Eurogas

03/31/2021 | Press release | Distributed by Public on 03/31/2021 07:57

Molecules – The Eurogas Newsletter (March 2021)

All existing applications that currently use coal and oil and natural gas, can transition to using green hydrogen instead.

ITM Power has joined the Eurogas Board, effective March 2021, highlighting the importance of the association for technology developers, as well as energy suppliers and distributors, at this crucial juncture for energy legislation. Our company, from Sheffield in the UK, has previously demonstrated power-to-gas solutions with Thüga and RWE and is now nearing completion of the REFHYNE project with Shell at the Rheinland refinery in Germany. At its launch, RE FHYNE will be the world's largest PEM electrolyser plant at 10 Megawatts. (PEM stands for Polymer electrolyte membrane.)

Despite the renewed discussion around this technology in recent years, electrolysis is an old process and a simple process. Discovered at the start of the 19th Century, it passes electricity through water and divides it, splitting it into its two constituents, hydrogen and oxygen. ITM Power's electrolyser uses renewable electricity from wind and solar, thereby producing renewable hydrogen and renewable oxygen. It leaves no CO2 emissions, nor any associated greenhouse gas footprint. These are also highly responsive; meaning they can follow the variability of renewables and provide flexibility to electricity grid operators.

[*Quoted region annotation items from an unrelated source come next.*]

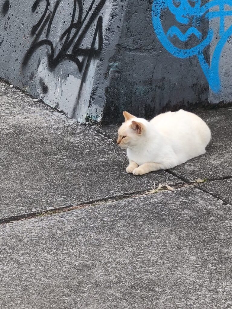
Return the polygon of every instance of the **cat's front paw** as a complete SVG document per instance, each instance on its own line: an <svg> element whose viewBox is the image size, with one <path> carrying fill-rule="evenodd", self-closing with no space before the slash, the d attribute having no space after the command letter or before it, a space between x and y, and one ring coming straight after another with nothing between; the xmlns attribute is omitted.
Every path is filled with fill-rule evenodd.
<svg viewBox="0 0 232 309"><path fill-rule="evenodd" d="M141 168L140 166L137 168L135 168L132 172L134 175L143 175L144 174L146 174L147 172L144 170L143 168Z"/></svg>
<svg viewBox="0 0 232 309"><path fill-rule="evenodd" d="M135 169L135 167L131 166L131 165L128 165L126 169L126 171L127 173L129 173L131 174L133 172L133 171Z"/></svg>

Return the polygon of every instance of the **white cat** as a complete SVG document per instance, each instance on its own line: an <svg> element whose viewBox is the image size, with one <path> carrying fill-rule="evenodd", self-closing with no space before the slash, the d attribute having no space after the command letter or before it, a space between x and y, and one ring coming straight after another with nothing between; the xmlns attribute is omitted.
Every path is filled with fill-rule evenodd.
<svg viewBox="0 0 232 309"><path fill-rule="evenodd" d="M181 109L161 114L150 121L124 112L117 143L127 150L126 171L134 175L166 170L205 152L211 138L205 123Z"/></svg>

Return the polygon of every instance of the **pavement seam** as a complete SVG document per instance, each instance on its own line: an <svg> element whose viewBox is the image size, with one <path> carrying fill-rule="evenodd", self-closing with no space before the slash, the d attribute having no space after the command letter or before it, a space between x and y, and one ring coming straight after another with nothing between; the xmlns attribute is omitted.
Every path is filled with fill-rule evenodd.
<svg viewBox="0 0 232 309"><path fill-rule="evenodd" d="M186 184L183 183L176 183L171 185L174 190L180 189L187 186ZM133 197L139 197L143 196L145 193L150 191L144 190L141 191L135 191L131 193L127 193L122 195L109 197L107 198L104 198L96 201L90 201L84 204L79 204L75 205L69 205L60 207L58 207L53 209L46 209L40 211L32 213L28 213L22 214L12 216L10 217L0 219L0 225L4 224L11 224L15 222L22 221L23 220L28 220L34 218L38 218L40 217L51 215L57 214L66 212L75 209L82 209L90 207L93 207L99 205L105 205L113 202L118 201L127 200ZM156 193L153 193L156 194ZM150 195L151 195L151 193Z"/></svg>
<svg viewBox="0 0 232 309"><path fill-rule="evenodd" d="M217 195L214 194L212 192L209 192L208 191L207 191L207 190L206 190L205 189L203 189L202 188L200 187L200 186L196 186L195 187L195 189L198 189L198 190L200 190L201 191L202 191L203 192L204 192L204 193L207 193L208 194L209 194L210 195L211 195L214 198L217 199L217 200L218 200L219 201L221 201L222 202L223 204L225 205L230 205L230 203L226 201L225 200L224 200L219 197Z"/></svg>
<svg viewBox="0 0 232 309"><path fill-rule="evenodd" d="M230 178L232 178L232 177ZM226 180L228 179L230 179L230 178L226 177L224 178L223 179L220 179L220 180ZM182 180L182 179L180 180ZM215 180L218 180L216 179ZM214 181L214 180L207 180L206 182L213 182ZM228 203L226 201L222 199L216 195L208 191L207 190L202 188L200 186L200 183L197 182L190 182L187 181L183 182L183 181L182 181L181 182L176 183L174 184L171 184L170 185L172 186L171 187L173 188L173 190L167 190L166 191L174 191L187 187L190 187L194 188L195 188L200 190L205 193L209 194L217 200L221 201L225 204L230 205L229 203ZM164 185L165 185L164 184ZM117 201L122 201L123 200L127 200L132 198L139 197L143 196L144 196L145 193L147 193L148 192L149 193L150 191L151 193L148 193L148 194L147 194L146 195L147 196L147 195L154 195L157 194L157 193L161 193L162 192L161 191L160 192L153 193L152 189L151 190L150 189L144 189L144 190L135 191L131 193L125 193L125 194L121 195L113 196L107 198L105 197L102 199L100 199L96 200L86 202L84 204L80 203L75 205L69 205L67 206L58 207L51 210L47 209L34 212L28 213L27 214L22 214L12 216L10 217L0 219L0 225L5 224L11 224L23 220L28 220L34 218L38 218L40 217L58 214L66 212L67 211L71 211L75 210L80 210L89 207L94 207L100 205L105 205L113 202ZM164 191L163 191L162 192L163 192Z"/></svg>

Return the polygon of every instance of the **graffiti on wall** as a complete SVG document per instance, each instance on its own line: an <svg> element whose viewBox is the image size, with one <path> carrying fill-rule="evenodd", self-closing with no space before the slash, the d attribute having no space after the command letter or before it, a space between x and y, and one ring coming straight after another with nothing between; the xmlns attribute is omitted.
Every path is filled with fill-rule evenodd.
<svg viewBox="0 0 232 309"><path fill-rule="evenodd" d="M217 93L221 88L219 72L221 55L232 35L231 21L226 28L226 19L232 16L232 7L230 7L232 6L232 0L204 2L204 4L202 0L154 0L152 22L158 39L171 54L182 59L197 57L210 88ZM167 12L172 15L175 24L165 30L163 16ZM216 19L219 20L219 33L210 28L205 33L201 31L201 25L206 21L208 24L209 20ZM214 37L217 43L209 61L204 55L204 52ZM188 44L190 40L194 42L193 46Z"/></svg>
<svg viewBox="0 0 232 309"><path fill-rule="evenodd" d="M43 46L47 48L47 65L50 71L54 70L65 60L72 62L77 66L79 72L82 74L76 100L78 103L91 60L99 57L102 50L103 19L100 13L106 1L100 0L96 4L97 1L92 0L87 12L84 14L82 0L73 0L73 10L68 26L60 34L58 40L57 38L55 38L58 42L54 44L50 38L51 29L59 6L62 5L62 1L57 0L53 9L49 9L49 0L35 0L32 7L32 14L37 13L37 10L40 2L45 1L46 4L40 19L31 29L31 34L33 39L24 58L22 65L23 69L26 67L37 50ZM93 31L92 30L93 27L94 27ZM92 35L90 46L83 48L82 45L90 28ZM97 48L95 46L96 44ZM44 93L47 92L48 87L44 81L41 80L40 83L43 86ZM74 108L73 115L75 113L76 107L75 106Z"/></svg>

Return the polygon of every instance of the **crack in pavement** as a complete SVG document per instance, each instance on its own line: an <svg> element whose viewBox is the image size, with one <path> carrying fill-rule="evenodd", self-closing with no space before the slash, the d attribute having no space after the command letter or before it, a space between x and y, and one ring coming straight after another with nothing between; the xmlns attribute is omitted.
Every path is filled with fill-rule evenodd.
<svg viewBox="0 0 232 309"><path fill-rule="evenodd" d="M223 179L220 179L220 180L226 180L226 179L230 179L231 178L232 178L232 177L230 177L229 178L228 177L226 177ZM214 181L214 180L207 180L207 182L209 181L213 182ZM170 189L165 189L165 190L163 190L161 189L160 191L155 192L154 192L154 189L158 188L158 186L155 187L154 186L154 188L152 188L151 189L150 189L148 190L143 190L140 191L135 191L131 193L125 193L124 194L121 195L113 196L107 198L104 198L95 201L89 201L89 202L83 204L80 204L75 205L70 205L68 206L58 207L53 209L46 209L34 212L28 213L23 214L12 216L10 217L0 219L0 225L6 224L12 224L24 220L28 220L34 218L37 218L40 217L42 217L52 215L54 214L66 212L67 211L70 211L75 210L80 210L87 207L93 207L99 205L105 205L107 204L112 203L112 202L116 201L118 201L127 200L133 198L139 197L142 196L145 196L145 193L146 193L146 196L149 195L153 195L160 193L161 192L164 193L168 191L173 191L186 187L193 187L195 188L200 190L204 193L211 195L213 197L217 199L217 200L222 201L225 205L230 205L230 203L222 199L219 197L217 196L217 195L214 194L212 193L208 192L207 190L203 189L199 185L200 184L200 183L197 182L177 183L174 184L171 184L170 185L169 185L169 186L171 186L171 188L173 190ZM163 185L165 186L166 185L164 184Z"/></svg>

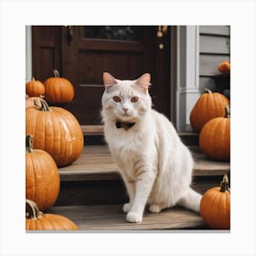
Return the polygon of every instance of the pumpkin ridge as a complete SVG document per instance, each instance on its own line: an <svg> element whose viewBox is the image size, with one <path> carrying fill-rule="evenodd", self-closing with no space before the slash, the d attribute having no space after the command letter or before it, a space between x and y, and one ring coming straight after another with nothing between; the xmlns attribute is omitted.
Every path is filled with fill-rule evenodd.
<svg viewBox="0 0 256 256"><path fill-rule="evenodd" d="M54 109L55 112L57 112L58 114L56 115L56 120L58 120L58 122L56 122L56 123L58 123L59 125L59 131L60 131L59 136L60 138L65 138L65 142L63 140L59 140L59 147L61 148L61 152L59 153L59 155L58 155L58 162L63 162L63 159L65 160L65 165L66 165L66 161L67 161L67 157L66 157L66 151L67 151L67 129L63 128L63 123L66 125L67 120L63 118L63 112L61 112L61 109L59 109L58 107L56 107Z"/></svg>
<svg viewBox="0 0 256 256"><path fill-rule="evenodd" d="M219 139L219 138L220 136L222 135L222 133L221 133L221 127L219 125L219 123L222 122L222 117L218 117L216 120L218 120L218 122L215 122L215 134L214 134L214 137L217 136L217 138ZM214 138L213 138L214 140ZM221 140L222 141L222 140ZM220 146L219 147L219 150L217 148L217 144L214 144L214 152L216 153L217 156L219 159L221 159L222 157L222 150L223 150L223 147Z"/></svg>
<svg viewBox="0 0 256 256"><path fill-rule="evenodd" d="M67 159L67 162L71 161L71 155L72 154L74 154L74 152L72 152L73 150L73 143L72 143L72 127L70 127L69 122L70 122L70 116L68 115L68 113L66 112L62 112L61 116L59 116L59 121L60 122L64 122L65 125L67 126L68 129L65 129L65 138L66 138L66 144L65 144L65 155L63 155L64 158ZM67 139L68 137L68 139ZM70 140L70 143L68 144L69 139ZM68 149L68 150L67 150ZM70 154L71 153L71 154Z"/></svg>

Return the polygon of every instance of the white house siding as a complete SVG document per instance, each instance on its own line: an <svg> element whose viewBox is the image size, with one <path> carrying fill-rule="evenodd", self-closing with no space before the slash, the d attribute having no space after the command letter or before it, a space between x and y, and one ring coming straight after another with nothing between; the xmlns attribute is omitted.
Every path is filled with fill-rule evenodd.
<svg viewBox="0 0 256 256"><path fill-rule="evenodd" d="M229 26L199 26L199 89L213 89L219 64L229 59Z"/></svg>

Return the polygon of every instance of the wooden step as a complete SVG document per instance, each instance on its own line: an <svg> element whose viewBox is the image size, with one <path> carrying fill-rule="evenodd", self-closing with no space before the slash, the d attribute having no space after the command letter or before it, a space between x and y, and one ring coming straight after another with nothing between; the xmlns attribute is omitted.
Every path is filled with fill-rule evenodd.
<svg viewBox="0 0 256 256"><path fill-rule="evenodd" d="M53 207L48 212L63 215L81 230L88 231L208 229L199 214L182 208L165 209L157 214L146 209L140 224L127 222L122 209L123 205L67 206Z"/></svg>
<svg viewBox="0 0 256 256"><path fill-rule="evenodd" d="M229 174L229 163L208 159L198 146L189 146L195 161L193 176L214 176ZM109 148L103 145L85 145L80 158L72 165L59 168L61 181L119 180L118 167Z"/></svg>

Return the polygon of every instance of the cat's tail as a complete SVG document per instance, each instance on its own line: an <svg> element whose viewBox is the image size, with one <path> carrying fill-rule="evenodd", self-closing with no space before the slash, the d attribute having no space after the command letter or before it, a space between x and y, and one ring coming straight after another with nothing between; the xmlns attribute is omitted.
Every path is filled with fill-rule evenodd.
<svg viewBox="0 0 256 256"><path fill-rule="evenodd" d="M187 187L184 196L178 200L177 205L199 212L201 198L202 196L199 193L191 187Z"/></svg>

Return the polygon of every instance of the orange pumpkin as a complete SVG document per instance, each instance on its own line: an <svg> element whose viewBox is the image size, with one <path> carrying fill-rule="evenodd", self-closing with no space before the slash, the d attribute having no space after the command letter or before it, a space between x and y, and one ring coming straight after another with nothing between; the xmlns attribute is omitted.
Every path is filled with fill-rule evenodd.
<svg viewBox="0 0 256 256"><path fill-rule="evenodd" d="M206 89L206 92L199 97L190 113L193 131L199 133L212 118L225 116L225 106L228 104L229 101L224 95Z"/></svg>
<svg viewBox="0 0 256 256"><path fill-rule="evenodd" d="M203 153L213 160L229 161L230 115L226 106L226 116L208 122L199 134L199 145Z"/></svg>
<svg viewBox="0 0 256 256"><path fill-rule="evenodd" d="M200 214L212 229L230 229L230 190L227 176L224 176L220 187L212 187L203 195Z"/></svg>
<svg viewBox="0 0 256 256"><path fill-rule="evenodd" d="M26 108L41 108L41 99L43 98L44 96L29 97L27 94L26 94Z"/></svg>
<svg viewBox="0 0 256 256"><path fill-rule="evenodd" d="M39 80L36 80L35 78L32 78L32 80L26 83L26 94L29 97L38 97L44 95L45 86Z"/></svg>
<svg viewBox="0 0 256 256"><path fill-rule="evenodd" d="M34 147L47 151L59 167L73 163L83 149L83 134L77 119L59 107L26 110L26 134L34 136Z"/></svg>
<svg viewBox="0 0 256 256"><path fill-rule="evenodd" d="M41 210L50 208L59 192L59 176L52 157L45 151L33 149L32 136L26 137L26 197L34 200Z"/></svg>
<svg viewBox="0 0 256 256"><path fill-rule="evenodd" d="M225 60L219 63L218 69L220 73L230 72L230 60Z"/></svg>
<svg viewBox="0 0 256 256"><path fill-rule="evenodd" d="M51 103L67 103L73 100L75 91L74 87L69 80L60 78L57 69L53 70L53 78L45 80L46 89L45 98Z"/></svg>
<svg viewBox="0 0 256 256"><path fill-rule="evenodd" d="M79 227L69 219L57 214L43 214L37 204L26 199L27 230L78 230Z"/></svg>

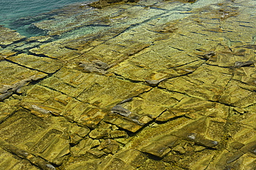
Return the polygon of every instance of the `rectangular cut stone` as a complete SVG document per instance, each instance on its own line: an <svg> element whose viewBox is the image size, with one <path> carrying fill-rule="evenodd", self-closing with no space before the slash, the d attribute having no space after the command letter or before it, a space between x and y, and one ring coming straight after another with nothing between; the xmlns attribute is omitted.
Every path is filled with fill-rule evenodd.
<svg viewBox="0 0 256 170"><path fill-rule="evenodd" d="M140 150L141 151L163 158L171 151L171 149L166 145L158 142L151 142L149 145L141 147Z"/></svg>
<svg viewBox="0 0 256 170"><path fill-rule="evenodd" d="M44 54L54 59L64 58L73 52L73 50L65 48L61 42L56 41L44 43L39 47L33 48L29 51L36 54Z"/></svg>
<svg viewBox="0 0 256 170"><path fill-rule="evenodd" d="M111 108L119 102L149 90L150 87L114 77L101 76L95 80L77 98L100 108Z"/></svg>
<svg viewBox="0 0 256 170"><path fill-rule="evenodd" d="M60 114L87 127L95 128L104 118L106 113L90 104L71 100Z"/></svg>
<svg viewBox="0 0 256 170"><path fill-rule="evenodd" d="M26 54L10 56L8 59L27 67L46 73L53 73L62 67L61 63L57 60Z"/></svg>
<svg viewBox="0 0 256 170"><path fill-rule="evenodd" d="M109 113L107 114L104 120L117 125L122 129L127 129L131 132L136 132L142 128L144 124L138 124L136 122L125 118L125 117L116 114Z"/></svg>
<svg viewBox="0 0 256 170"><path fill-rule="evenodd" d="M28 160L14 156L2 148L0 148L0 167L3 168L2 169L40 169L32 165Z"/></svg>
<svg viewBox="0 0 256 170"><path fill-rule="evenodd" d="M0 89L4 85L12 85L34 75L41 78L47 76L46 74L31 70L5 61L0 62Z"/></svg>
<svg viewBox="0 0 256 170"><path fill-rule="evenodd" d="M60 164L69 153L69 136L66 134L71 125L63 118L45 120L19 110L0 125L0 137L6 142Z"/></svg>

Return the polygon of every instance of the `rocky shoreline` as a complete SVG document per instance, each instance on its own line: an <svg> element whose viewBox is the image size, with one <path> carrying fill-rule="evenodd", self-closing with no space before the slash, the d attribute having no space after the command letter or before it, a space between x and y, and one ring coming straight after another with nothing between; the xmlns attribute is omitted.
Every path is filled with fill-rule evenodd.
<svg viewBox="0 0 256 170"><path fill-rule="evenodd" d="M0 26L0 167L255 169L255 1L112 2Z"/></svg>

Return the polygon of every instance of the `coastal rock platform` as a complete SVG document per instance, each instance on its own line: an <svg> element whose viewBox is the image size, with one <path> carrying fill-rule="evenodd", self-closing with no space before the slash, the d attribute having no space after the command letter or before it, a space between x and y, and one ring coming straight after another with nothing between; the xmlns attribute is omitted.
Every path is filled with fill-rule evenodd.
<svg viewBox="0 0 256 170"><path fill-rule="evenodd" d="M0 26L0 169L256 169L255 1L44 16Z"/></svg>

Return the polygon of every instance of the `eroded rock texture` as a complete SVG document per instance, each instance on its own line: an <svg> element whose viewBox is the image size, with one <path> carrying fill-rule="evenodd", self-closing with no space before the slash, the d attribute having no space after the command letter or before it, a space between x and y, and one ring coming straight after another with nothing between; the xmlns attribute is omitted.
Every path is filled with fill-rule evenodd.
<svg viewBox="0 0 256 170"><path fill-rule="evenodd" d="M255 1L104 3L0 27L0 167L256 169Z"/></svg>

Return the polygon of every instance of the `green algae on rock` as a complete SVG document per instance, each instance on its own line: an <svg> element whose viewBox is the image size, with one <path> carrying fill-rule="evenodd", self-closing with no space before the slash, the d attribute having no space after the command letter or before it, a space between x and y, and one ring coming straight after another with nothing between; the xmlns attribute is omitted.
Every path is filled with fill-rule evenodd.
<svg viewBox="0 0 256 170"><path fill-rule="evenodd" d="M0 27L0 165L255 169L256 3L183 1Z"/></svg>

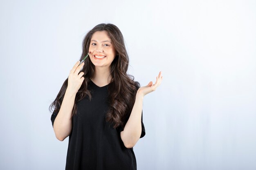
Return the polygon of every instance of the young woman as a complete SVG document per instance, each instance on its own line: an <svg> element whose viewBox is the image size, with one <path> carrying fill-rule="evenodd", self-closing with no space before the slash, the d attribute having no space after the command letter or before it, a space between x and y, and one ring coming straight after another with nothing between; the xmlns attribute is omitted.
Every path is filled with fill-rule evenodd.
<svg viewBox="0 0 256 170"><path fill-rule="evenodd" d="M81 60L88 52L50 106L56 137L69 136L66 170L136 170L132 147L145 135L143 98L160 85L161 73L155 84L139 87L127 73L124 38L112 24L99 24L87 34Z"/></svg>

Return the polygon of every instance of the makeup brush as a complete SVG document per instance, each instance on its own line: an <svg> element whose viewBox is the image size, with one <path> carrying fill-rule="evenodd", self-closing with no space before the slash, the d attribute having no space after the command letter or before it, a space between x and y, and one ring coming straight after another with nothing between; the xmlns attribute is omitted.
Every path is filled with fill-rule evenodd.
<svg viewBox="0 0 256 170"><path fill-rule="evenodd" d="M85 60L85 58L86 58L87 57L88 57L88 56L89 55L89 54L90 53L91 53L91 52L89 51L89 53L88 53L88 54L87 54L87 55L85 55L85 57L82 60L82 61L81 61L81 62L80 62L80 64L79 64L78 66L79 66L81 64L83 63L83 62Z"/></svg>

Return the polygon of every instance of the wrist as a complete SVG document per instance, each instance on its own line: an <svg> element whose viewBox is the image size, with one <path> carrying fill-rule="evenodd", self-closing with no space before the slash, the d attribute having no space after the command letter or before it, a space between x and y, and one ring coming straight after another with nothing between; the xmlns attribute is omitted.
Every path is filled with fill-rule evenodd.
<svg viewBox="0 0 256 170"><path fill-rule="evenodd" d="M76 93L72 92L71 91L70 91L69 88L67 88L67 90L66 90L66 92L65 93L65 95L68 96L70 97L72 97L73 96L76 96Z"/></svg>
<svg viewBox="0 0 256 170"><path fill-rule="evenodd" d="M137 91L137 93L136 93L136 99L138 98L138 99L143 99L143 98L144 98L144 96L145 96L145 95L143 94L142 94L139 91Z"/></svg>

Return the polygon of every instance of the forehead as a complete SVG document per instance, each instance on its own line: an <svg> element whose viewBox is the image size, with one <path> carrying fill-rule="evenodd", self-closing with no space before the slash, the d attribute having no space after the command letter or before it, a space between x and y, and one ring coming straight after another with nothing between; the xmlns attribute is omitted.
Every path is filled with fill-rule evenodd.
<svg viewBox="0 0 256 170"><path fill-rule="evenodd" d="M111 41L111 39L108 35L108 32L106 31L95 32L92 34L91 40L94 40L97 41L106 40Z"/></svg>

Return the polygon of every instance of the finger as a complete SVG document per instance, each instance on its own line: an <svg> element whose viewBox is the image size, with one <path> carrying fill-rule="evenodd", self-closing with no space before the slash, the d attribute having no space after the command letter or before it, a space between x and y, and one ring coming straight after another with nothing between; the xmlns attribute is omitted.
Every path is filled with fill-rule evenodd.
<svg viewBox="0 0 256 170"><path fill-rule="evenodd" d="M162 79L163 79L163 76L162 76L161 77L161 78L160 79L160 82L159 82L159 84L158 84L158 86L161 84L161 83L162 82Z"/></svg>
<svg viewBox="0 0 256 170"><path fill-rule="evenodd" d="M73 67L73 68L72 68L72 69L70 71L70 73L74 73L76 71L76 67L77 67L77 66L78 66L79 64L80 64L80 61L79 61L77 62L76 62L75 65Z"/></svg>
<svg viewBox="0 0 256 170"><path fill-rule="evenodd" d="M158 76L157 76L157 80L155 81L155 83L154 84L154 86L156 85L156 84L157 84L157 83L159 81L159 79L158 78Z"/></svg>
<svg viewBox="0 0 256 170"><path fill-rule="evenodd" d="M82 63L79 66L76 67L76 71L75 71L75 72L74 73L76 75L77 75L78 74L78 73L79 73L79 71L80 71L81 70L81 68L82 68L82 67L83 67L84 65L84 62L83 62L83 63Z"/></svg>
<svg viewBox="0 0 256 170"><path fill-rule="evenodd" d="M78 77L79 78L81 78L82 76L83 76L83 75L84 74L84 73L83 73L83 72L81 72L81 73L79 73L79 74L78 75Z"/></svg>
<svg viewBox="0 0 256 170"><path fill-rule="evenodd" d="M147 86L150 87L150 86L152 85L153 84L153 82L150 82L149 83L148 83Z"/></svg>
<svg viewBox="0 0 256 170"><path fill-rule="evenodd" d="M161 77L161 75L162 74L162 72L160 71L160 72L159 72L159 74L158 74L158 77Z"/></svg>

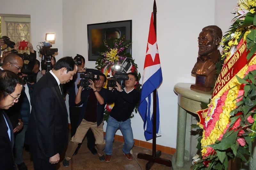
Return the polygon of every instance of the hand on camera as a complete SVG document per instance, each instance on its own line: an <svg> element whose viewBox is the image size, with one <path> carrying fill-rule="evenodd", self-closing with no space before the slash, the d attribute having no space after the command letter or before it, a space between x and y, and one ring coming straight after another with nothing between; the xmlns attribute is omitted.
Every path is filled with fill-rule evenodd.
<svg viewBox="0 0 256 170"><path fill-rule="evenodd" d="M115 87L115 88L118 92L121 92L122 91L122 89L121 88L121 85L119 84L119 83L116 81L116 86Z"/></svg>
<svg viewBox="0 0 256 170"><path fill-rule="evenodd" d="M22 121L21 121L21 120L19 120L19 122L20 123L20 125L17 125L17 126L16 126L16 127L15 127L15 128L13 129L13 133L15 133L16 132L18 132L20 131L21 129L22 129L22 128L23 127L23 122L22 122Z"/></svg>
<svg viewBox="0 0 256 170"><path fill-rule="evenodd" d="M19 50L19 47L20 46L20 41L18 41L14 46L14 49L18 51Z"/></svg>
<svg viewBox="0 0 256 170"><path fill-rule="evenodd" d="M41 74L42 75L44 75L46 73L46 71L45 70L43 70L42 71L41 71Z"/></svg>
<svg viewBox="0 0 256 170"><path fill-rule="evenodd" d="M91 79L89 80L89 82L90 82L90 83L92 84L89 85L88 86L90 87L92 89L93 91L95 91L96 90L96 88L95 87L95 86L94 85L94 82L93 82L93 81Z"/></svg>
<svg viewBox="0 0 256 170"><path fill-rule="evenodd" d="M30 53L34 53L35 51L34 51L34 49L33 49L33 46L32 45L32 44L28 42L28 47L29 48Z"/></svg>
<svg viewBox="0 0 256 170"><path fill-rule="evenodd" d="M2 38L0 39L0 46L4 45L4 40Z"/></svg>
<svg viewBox="0 0 256 170"><path fill-rule="evenodd" d="M77 72L78 73L85 73L86 70L84 69L81 67L77 68Z"/></svg>

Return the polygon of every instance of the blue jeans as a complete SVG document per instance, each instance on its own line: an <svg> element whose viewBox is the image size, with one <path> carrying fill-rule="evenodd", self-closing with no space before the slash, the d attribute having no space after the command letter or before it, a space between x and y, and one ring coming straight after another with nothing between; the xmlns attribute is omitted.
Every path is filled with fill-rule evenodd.
<svg viewBox="0 0 256 170"><path fill-rule="evenodd" d="M114 136L118 128L120 128L124 139L124 144L123 147L124 153L130 153L134 144L132 130L131 126L131 120L128 119L124 122L119 122L109 116L108 120L105 140L105 152L106 155L112 155L112 148Z"/></svg>
<svg viewBox="0 0 256 170"><path fill-rule="evenodd" d="M16 158L16 163L18 165L24 162L22 157L23 146L24 145L24 141L25 140L25 134L28 125L23 125L22 130L19 132L15 138L14 151Z"/></svg>

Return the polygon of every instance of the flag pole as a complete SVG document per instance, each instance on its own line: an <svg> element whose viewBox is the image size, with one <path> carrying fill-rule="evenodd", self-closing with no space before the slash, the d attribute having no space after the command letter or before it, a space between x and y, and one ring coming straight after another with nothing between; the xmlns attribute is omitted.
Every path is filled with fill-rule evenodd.
<svg viewBox="0 0 256 170"><path fill-rule="evenodd" d="M155 31L156 36L156 0L154 0L153 6L153 17ZM139 159L142 159L148 161L146 164L146 169L149 169L154 163L156 162L167 166L172 167L172 162L169 160L160 158L161 152L161 151L156 151L156 94L157 89L155 89L153 92L153 142L152 143L152 155L145 153L139 153L137 158Z"/></svg>

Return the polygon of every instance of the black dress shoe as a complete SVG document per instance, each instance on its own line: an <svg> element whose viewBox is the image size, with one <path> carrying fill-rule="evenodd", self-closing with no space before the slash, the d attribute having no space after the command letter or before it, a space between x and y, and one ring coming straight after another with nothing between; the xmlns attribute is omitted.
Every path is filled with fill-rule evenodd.
<svg viewBox="0 0 256 170"><path fill-rule="evenodd" d="M89 149L89 150L91 151L91 152L92 152L92 153L93 154L93 155L96 155L98 154L98 152L97 152L97 150L95 149L95 148L93 148L92 149Z"/></svg>
<svg viewBox="0 0 256 170"><path fill-rule="evenodd" d="M63 164L63 166L65 167L67 167L69 166L69 162L65 158L63 159L62 163Z"/></svg>
<svg viewBox="0 0 256 170"><path fill-rule="evenodd" d="M19 170L28 170L28 167L26 166L25 163L22 162L21 164L18 165Z"/></svg>

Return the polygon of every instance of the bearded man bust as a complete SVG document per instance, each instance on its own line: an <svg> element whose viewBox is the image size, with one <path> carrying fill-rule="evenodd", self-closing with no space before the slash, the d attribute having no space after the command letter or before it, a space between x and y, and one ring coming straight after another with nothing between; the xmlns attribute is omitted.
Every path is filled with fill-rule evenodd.
<svg viewBox="0 0 256 170"><path fill-rule="evenodd" d="M191 74L196 76L196 85L191 88L210 91L216 76L216 63L220 55L218 49L221 41L222 31L216 26L204 27L198 37L198 56Z"/></svg>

Projects like REFHYNE, as well as the recent sale of a 24MW PEM electrolyser to Linde, will demonstrate electrolyser technology on an industrially significant scale. Industrial plants, oil refining and the gas grid are typically referred to as hard-to-abate sectors, facing challenges and complications in the path to decarbonisation, so the availability of larger scale electrolysers is a key step forward. It is for this reason it is being watched eagerly by other European industrial clusters, as well as the European Commission. Indeed, European Commissioner for Energy Kadri Simson visited the REFHYNE site in July last year.

As ITM Power's representative on the Eurogas Board, I am keen to stress that the technology is as much an electricity sector solution as a gas sector solution. We at ITM Power see electrolysers as emblematic of the energy system integration we should be working towards to achieve our climate neutrality goals. However, while the technology may not be new, a clear and coherent policy framework is yet to be put in place that can outline a path for the uptake of renewable and low carbon gases. Traditionally those sectors - electricity and gas - have been separate. But there are multiple benefits from sector coupling. The policies being made now need to bridge the two, and it is imperative that we get the legislation right in the next couple of years. We can't wait any longer to begin decarbonising some of these processes. But utilising the full potential of hydrogen will require pragmatism and a lot of cross-sector collaboration.

Done well, REFHYNE and other projects like it can begin to create a backbone against which Europe can build a new energy system and ultimately a hydrogen economy.